This is the Islander 30 that Bob is referring to:
Thanks Mitiempo, I know. That is a 1970 (73?) design. The Arpege is a 1966 design. In 1966 the current Islander 29 was a boat with an old designed keel, kind of a modified full keel, a slow boat.
All the discussion was about Bob saying that the Arpege was a slow boat and a boring boat to sail. That has to do with the type of boat the Arpege is, I mean being slow. Bob thought that the Arpege was a race boat or a sports boat. It was not. It was a main market big production coastal cruiser and the best selling cruiser in Europe for several years.
To compare the Arpege with an American boat, to see if it is slow or boring, you would have to compare it with a boat of the same segment and a boat from the same time (1966) and from the same segment market: main market, meaning the type of boats that sell more (that's what make them main market).

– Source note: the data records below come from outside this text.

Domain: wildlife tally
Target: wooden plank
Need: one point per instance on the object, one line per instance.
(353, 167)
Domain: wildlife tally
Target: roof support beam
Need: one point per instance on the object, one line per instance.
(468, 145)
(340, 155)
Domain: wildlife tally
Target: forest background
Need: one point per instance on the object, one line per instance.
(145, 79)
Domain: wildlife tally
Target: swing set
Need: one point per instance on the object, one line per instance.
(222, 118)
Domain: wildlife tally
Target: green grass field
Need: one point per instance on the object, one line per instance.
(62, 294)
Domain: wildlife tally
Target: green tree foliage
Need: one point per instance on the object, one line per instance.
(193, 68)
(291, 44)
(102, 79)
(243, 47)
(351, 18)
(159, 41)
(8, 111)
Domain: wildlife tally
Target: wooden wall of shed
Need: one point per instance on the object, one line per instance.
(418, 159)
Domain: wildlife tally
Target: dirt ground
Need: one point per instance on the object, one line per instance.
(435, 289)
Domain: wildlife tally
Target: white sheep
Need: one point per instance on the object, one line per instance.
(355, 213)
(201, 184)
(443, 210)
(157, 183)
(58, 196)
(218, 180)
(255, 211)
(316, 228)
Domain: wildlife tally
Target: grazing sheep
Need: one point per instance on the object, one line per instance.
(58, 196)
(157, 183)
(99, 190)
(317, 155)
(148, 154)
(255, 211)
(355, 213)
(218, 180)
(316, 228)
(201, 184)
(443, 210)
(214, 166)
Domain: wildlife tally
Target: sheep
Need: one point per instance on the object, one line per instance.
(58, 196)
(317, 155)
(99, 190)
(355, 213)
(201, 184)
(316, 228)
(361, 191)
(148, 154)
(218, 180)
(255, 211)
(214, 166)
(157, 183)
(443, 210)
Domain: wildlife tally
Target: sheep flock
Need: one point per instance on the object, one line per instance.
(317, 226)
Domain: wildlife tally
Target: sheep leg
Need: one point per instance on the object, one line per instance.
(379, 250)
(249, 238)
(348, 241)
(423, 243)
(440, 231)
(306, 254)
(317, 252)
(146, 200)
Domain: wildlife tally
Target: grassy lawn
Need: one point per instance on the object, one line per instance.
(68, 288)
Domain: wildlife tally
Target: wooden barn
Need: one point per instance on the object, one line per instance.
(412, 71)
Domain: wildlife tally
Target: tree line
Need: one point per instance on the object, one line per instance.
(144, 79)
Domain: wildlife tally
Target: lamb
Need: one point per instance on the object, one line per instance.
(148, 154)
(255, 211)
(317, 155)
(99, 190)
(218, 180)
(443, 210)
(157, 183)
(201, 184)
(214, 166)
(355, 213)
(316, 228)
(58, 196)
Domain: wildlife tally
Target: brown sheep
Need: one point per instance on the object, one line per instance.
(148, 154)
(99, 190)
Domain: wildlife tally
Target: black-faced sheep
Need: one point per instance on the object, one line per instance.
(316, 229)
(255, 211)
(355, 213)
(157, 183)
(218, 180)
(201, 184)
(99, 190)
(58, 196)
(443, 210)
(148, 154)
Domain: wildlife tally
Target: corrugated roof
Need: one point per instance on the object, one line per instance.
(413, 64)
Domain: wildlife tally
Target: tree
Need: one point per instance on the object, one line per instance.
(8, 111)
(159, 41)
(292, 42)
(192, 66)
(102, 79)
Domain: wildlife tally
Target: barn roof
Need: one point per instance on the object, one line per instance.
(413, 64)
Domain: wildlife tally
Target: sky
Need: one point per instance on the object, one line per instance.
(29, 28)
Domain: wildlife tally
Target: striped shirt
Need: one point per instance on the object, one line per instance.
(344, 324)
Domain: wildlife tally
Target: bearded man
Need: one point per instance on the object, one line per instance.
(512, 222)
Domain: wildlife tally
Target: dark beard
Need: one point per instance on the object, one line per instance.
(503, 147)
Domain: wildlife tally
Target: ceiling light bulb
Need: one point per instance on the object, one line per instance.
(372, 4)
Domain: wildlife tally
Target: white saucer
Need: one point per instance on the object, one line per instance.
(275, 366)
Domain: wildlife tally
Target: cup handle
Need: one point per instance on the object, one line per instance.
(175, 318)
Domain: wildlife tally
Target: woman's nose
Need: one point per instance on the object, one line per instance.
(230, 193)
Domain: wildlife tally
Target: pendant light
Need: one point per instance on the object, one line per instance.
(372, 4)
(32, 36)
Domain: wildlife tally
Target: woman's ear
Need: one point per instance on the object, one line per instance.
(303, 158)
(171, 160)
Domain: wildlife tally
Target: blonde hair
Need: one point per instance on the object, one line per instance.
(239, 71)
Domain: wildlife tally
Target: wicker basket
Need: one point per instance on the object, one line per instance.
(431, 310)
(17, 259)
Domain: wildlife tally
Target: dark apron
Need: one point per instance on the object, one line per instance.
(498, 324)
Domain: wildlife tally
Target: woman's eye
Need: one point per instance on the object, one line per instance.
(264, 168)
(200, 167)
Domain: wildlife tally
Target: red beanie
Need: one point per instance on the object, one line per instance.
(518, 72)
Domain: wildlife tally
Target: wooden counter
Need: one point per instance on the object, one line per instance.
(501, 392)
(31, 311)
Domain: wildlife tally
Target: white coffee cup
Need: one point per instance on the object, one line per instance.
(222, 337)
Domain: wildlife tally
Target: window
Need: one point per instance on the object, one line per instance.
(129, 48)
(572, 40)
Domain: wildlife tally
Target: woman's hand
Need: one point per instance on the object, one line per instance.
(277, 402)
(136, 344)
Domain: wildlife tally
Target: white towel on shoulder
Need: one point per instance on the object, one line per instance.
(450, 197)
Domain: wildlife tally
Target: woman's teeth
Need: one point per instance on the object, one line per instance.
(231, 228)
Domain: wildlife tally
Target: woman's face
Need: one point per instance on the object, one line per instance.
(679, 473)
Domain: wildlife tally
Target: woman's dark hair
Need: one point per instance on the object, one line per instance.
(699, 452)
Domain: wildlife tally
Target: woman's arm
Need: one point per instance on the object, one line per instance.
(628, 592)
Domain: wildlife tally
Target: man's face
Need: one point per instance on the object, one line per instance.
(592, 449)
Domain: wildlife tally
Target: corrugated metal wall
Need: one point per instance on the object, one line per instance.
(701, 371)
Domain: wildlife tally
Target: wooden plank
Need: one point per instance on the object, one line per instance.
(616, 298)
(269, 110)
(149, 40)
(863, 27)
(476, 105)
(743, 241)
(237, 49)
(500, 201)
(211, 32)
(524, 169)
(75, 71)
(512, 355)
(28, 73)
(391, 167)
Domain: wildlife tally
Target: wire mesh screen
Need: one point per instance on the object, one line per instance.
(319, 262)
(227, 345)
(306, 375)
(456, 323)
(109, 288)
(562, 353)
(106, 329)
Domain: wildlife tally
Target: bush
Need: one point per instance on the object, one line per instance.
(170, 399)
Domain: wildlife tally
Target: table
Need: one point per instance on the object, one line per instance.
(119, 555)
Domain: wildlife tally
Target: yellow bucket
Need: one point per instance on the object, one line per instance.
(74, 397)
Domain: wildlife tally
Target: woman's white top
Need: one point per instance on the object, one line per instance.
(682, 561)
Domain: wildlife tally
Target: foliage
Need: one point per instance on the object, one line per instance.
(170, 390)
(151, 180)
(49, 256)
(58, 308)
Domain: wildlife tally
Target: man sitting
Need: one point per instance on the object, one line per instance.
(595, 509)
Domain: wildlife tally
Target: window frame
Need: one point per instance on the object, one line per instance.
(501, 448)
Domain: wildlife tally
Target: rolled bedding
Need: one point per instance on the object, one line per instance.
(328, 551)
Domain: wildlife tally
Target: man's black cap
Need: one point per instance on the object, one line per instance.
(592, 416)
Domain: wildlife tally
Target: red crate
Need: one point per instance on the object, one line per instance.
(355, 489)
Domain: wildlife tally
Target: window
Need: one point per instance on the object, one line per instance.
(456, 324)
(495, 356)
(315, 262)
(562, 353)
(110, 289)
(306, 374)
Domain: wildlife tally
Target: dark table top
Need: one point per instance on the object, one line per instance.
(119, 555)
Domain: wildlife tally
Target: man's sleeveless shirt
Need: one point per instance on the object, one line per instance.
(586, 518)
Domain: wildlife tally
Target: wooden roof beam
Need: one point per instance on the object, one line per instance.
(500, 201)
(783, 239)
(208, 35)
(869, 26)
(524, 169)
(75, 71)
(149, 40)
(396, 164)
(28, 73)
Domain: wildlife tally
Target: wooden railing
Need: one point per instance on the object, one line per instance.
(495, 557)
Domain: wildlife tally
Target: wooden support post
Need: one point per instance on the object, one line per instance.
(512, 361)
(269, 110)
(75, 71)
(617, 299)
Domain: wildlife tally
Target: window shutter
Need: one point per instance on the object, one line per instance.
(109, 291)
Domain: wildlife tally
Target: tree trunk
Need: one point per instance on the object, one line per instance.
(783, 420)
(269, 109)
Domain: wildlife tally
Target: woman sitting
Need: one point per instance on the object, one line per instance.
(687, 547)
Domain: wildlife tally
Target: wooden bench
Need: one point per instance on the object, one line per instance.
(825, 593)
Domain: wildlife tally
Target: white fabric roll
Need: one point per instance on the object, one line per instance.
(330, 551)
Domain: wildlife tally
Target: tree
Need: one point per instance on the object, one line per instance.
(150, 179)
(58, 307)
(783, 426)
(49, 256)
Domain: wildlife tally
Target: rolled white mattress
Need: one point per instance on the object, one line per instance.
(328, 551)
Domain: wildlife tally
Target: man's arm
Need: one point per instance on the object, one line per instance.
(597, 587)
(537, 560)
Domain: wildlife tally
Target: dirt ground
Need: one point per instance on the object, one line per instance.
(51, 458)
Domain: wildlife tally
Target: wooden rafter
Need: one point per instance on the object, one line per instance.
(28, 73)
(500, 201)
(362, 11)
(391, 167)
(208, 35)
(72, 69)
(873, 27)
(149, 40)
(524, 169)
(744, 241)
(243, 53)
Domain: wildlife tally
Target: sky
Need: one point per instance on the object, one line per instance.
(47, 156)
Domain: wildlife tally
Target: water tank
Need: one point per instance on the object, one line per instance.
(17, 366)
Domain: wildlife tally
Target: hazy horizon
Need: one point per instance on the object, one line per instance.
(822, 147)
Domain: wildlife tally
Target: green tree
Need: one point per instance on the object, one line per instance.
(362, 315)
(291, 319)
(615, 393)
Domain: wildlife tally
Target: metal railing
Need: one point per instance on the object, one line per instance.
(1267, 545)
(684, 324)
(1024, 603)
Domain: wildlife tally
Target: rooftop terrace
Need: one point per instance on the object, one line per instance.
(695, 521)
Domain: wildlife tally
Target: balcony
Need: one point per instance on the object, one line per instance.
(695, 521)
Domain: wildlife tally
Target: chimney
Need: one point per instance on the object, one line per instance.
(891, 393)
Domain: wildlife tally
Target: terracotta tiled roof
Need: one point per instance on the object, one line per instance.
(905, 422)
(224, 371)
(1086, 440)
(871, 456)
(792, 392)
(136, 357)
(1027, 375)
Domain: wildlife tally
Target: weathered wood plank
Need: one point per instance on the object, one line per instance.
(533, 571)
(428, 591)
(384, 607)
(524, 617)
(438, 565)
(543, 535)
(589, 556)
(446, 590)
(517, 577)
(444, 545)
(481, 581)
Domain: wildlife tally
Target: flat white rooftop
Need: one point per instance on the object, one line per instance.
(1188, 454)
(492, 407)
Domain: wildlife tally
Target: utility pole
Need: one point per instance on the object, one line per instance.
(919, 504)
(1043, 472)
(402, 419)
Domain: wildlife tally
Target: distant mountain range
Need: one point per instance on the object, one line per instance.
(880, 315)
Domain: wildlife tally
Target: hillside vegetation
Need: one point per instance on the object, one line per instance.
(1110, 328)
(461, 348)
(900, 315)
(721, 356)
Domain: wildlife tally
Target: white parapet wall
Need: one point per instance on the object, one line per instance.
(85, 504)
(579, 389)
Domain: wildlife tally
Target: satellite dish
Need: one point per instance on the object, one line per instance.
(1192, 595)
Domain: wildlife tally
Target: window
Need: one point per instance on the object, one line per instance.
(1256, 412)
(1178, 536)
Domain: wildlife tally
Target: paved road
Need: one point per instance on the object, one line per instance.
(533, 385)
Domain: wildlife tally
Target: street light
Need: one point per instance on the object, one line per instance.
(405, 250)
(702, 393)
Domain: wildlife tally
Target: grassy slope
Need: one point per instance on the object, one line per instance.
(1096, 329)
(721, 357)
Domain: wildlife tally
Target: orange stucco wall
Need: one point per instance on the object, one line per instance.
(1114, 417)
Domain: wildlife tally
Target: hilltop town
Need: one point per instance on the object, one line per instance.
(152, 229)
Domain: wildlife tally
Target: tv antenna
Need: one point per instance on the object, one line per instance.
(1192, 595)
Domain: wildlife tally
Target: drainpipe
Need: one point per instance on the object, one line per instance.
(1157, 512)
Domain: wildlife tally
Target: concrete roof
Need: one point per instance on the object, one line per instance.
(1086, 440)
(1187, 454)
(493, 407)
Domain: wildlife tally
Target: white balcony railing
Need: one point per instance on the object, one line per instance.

Bob gave as example of a boat that only appeared 4 years after the Arpege was on the market and one type of boat that was not main market on the American market. I don't know the American market of the end of the 60's, beginning of the 70's but I noticed that on that period of time the Columbia type was much more popular than the Islander (sold much more when the Arpege was in production) and therefore it was a much better base of comparison as two main market boats, regarding being boring or slow.
Four years later, at about the same time the boat Bob is referring was launched appeared on the European market the Scampi 30 a Swedish boat designed by the Swede Peter Norlin. That was a much more sportive and expensive boat, sold in small numbers and that for 3 years dominated the half ton cup. Not main market for sure
Anyway Bob is contradicting himself : he says that the Arpege is radical for its time and is a race boat and then says that as a main market cruiser (that's what the boat is) is slow and boring.
The fact that the Arpege won the Half Ton Cup proves, to at least it's crew, that it was a racing boat. if it were not a race boat I sincerely doubt it would have entered the half Ton Cup series.
If you look at the competition for the 1966 Half Ton Cup you will see that the Arpege with it's fin keel and separate rudder was almost "radical" for it's time. In those days many boats still had full keels.
Bottom point, what I said and repeat is that the boat in 1966 had a remarkable performance for a main market mass production coastal cruiser, so good that it won several races, a thing that was not intended on his design program. As Bob agrees it was a radical boat for its time and one that helped to spread the concept of a modern boat with a fin ballasted keel and a rudder well away from the keel. Certainly not a boring or slow boat for 1966.